I had reason to visit our local suburban museum the other day. As I have been accused by some to being somewhat uncultured I decided to spend an hour or so looking around and educating myself in matters which will stand me in good stead in future cultured surroundings.
Here’s what I learnt:
In a large room at the museum there was a collection of various dinosaurs’ skeletons big and small with unpronounceable names such as leptospirosis and tri-cycle-steps; and they all had small labels with the dates of their various ages. One skeleton had no label so I asked the attendant in that room how old it was.
He replied with confidence, “It is 230 million years and 9 months and 3 weeks old, Sir.”
“That’s very precise,” I said in amazement.
“Yes Sir,” he said, “I have been working here for 9 months and 3 weeks and it was 230 million years old when I started.”

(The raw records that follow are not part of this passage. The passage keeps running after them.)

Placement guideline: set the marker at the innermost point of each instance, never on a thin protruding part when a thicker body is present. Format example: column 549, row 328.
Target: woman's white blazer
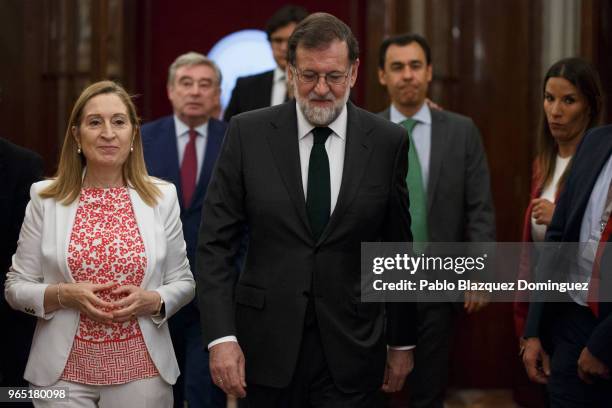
column 41, row 260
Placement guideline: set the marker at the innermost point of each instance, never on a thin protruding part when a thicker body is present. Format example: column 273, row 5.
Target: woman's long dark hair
column 584, row 77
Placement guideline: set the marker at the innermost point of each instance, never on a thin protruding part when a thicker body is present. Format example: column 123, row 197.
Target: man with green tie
column 450, row 196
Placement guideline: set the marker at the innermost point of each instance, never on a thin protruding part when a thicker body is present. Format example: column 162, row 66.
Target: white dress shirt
column 182, row 138
column 421, row 136
column 590, row 232
column 279, row 87
column 334, row 146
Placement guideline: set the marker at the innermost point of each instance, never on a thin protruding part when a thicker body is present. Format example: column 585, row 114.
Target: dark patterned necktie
column 318, row 194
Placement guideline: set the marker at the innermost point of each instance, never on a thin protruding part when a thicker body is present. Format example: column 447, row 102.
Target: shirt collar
column 279, row 74
column 423, row 115
column 182, row 129
column 338, row 126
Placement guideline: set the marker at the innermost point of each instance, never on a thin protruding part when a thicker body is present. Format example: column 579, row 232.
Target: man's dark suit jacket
column 161, row 156
column 250, row 93
column 258, row 182
column 459, row 202
column 19, row 168
column 591, row 155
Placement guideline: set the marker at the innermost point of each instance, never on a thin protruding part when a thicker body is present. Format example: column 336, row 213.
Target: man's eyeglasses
column 331, row 78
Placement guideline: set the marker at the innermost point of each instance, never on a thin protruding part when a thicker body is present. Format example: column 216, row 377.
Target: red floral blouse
column 105, row 245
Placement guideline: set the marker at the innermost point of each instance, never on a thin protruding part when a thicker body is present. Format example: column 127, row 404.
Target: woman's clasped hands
column 131, row 301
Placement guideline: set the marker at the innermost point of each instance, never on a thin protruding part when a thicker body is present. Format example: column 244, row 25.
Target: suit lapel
column 386, row 114
column 439, row 142
column 357, row 153
column 283, row 142
column 145, row 218
column 599, row 153
column 64, row 221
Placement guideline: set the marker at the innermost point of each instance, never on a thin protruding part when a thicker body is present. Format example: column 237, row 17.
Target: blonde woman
column 101, row 263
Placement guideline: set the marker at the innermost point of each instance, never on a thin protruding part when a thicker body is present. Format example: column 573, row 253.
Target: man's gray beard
column 321, row 116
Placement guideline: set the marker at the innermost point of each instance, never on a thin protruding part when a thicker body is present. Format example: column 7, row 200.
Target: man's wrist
column 223, row 339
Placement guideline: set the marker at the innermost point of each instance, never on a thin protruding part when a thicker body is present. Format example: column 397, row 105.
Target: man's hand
column 474, row 301
column 591, row 368
column 536, row 361
column 227, row 368
column 137, row 302
column 399, row 365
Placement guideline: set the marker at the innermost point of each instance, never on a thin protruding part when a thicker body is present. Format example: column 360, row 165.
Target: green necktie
column 318, row 194
column 416, row 190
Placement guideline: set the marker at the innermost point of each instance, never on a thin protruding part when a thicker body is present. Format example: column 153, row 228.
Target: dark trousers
column 312, row 384
column 570, row 332
column 194, row 385
column 427, row 383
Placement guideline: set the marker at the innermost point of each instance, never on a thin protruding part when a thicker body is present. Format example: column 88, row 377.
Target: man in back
column 450, row 196
column 268, row 88
column 182, row 148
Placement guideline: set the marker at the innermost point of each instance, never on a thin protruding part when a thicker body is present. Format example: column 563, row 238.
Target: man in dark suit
column 19, row 168
column 312, row 179
column 450, row 196
column 268, row 88
column 182, row 148
column 568, row 344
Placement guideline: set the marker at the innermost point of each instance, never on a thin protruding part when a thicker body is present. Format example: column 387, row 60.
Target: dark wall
column 168, row 29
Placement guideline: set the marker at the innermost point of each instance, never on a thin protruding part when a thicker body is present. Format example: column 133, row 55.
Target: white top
column 590, row 232
column 538, row 231
column 279, row 87
column 182, row 138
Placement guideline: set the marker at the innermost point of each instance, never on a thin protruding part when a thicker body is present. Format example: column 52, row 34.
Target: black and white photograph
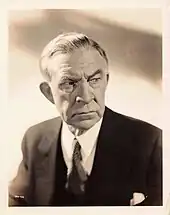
column 85, row 98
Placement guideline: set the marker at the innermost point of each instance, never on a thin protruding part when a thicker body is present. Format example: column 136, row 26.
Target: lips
column 83, row 113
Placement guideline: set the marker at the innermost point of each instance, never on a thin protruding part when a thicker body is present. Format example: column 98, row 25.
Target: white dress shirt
column 88, row 142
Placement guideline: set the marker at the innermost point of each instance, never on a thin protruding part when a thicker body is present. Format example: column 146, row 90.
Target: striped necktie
column 77, row 177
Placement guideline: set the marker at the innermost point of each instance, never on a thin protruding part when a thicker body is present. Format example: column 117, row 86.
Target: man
column 90, row 155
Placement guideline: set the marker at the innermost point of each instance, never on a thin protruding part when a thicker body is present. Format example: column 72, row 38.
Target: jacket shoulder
column 134, row 125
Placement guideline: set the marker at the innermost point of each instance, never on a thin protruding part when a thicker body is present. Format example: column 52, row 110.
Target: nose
column 84, row 93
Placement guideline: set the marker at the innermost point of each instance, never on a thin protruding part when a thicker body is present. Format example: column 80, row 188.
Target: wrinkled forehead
column 81, row 60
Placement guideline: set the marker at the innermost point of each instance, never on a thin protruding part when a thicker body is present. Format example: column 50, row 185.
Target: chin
column 85, row 124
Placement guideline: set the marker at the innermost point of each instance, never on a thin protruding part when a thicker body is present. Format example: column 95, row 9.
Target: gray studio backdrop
column 132, row 39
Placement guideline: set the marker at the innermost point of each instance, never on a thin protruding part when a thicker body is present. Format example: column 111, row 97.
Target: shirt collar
column 86, row 140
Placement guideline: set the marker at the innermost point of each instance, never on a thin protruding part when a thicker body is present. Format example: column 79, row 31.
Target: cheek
column 64, row 103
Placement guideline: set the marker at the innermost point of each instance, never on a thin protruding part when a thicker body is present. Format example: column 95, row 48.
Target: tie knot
column 77, row 150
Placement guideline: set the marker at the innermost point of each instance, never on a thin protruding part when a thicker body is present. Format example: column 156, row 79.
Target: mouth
column 83, row 113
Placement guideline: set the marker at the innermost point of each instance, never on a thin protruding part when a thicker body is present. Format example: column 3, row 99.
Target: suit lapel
column 112, row 163
column 45, row 165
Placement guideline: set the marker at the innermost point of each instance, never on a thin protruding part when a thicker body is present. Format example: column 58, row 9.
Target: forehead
column 85, row 60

Now that’s something I didn’t know.
I then moved on to another room which had a lot of human skeletons and different bone parts collected from various places in the world. On a table there were two skulls – a small one and a larger one. The labels both read “Skull of Ivan Eyefull - Marco Polo’s bodyguard”.
I asked the attendant to explain and he told me that one skull belonged to the bodyguard when he was a child and the other when he was a grown man.
It was fortunate that both were found by the same archaeologist in the same excavations in the desert where Marco Polo had a picnic and his bodyguard choked on a fishbone stuck in his throat.
I was amazed at what archaeologists can learn from just a pile of bones. They must be really clever with all their knowledge and research.
The museum attendant, who had knowledge written all over him, (some jokers had done it with permanent ink), told me a story I'll never forget ... You'll probably never forget it too.
He said that an archaeologist was digging in the Negev Desert in Israel and came upon a casket containing a mummy. After opening it carefully he recognised it straight away and he phoned the curator of a prestigious natural history museum. "We've just discovered a 3,000 year old mummy of a man who died of heart failure!"
The curator of the museum quickly sent a team to collect the mummy for thorough examination.
A week later, the amazed curator called the archaeologist. "You were right about the mummy's age and cause of death. How in the world did you know it was heart failure?"
"Simple ... there was a piece of paper in his hand that said - 'put me down for 10,000 Shekels on Goliath'."
I also discovered something else when visiting our local museum:
Statistics of marriages and divorces over the years show that archaeologists make the best spouses. The older you get the more interested they are in you.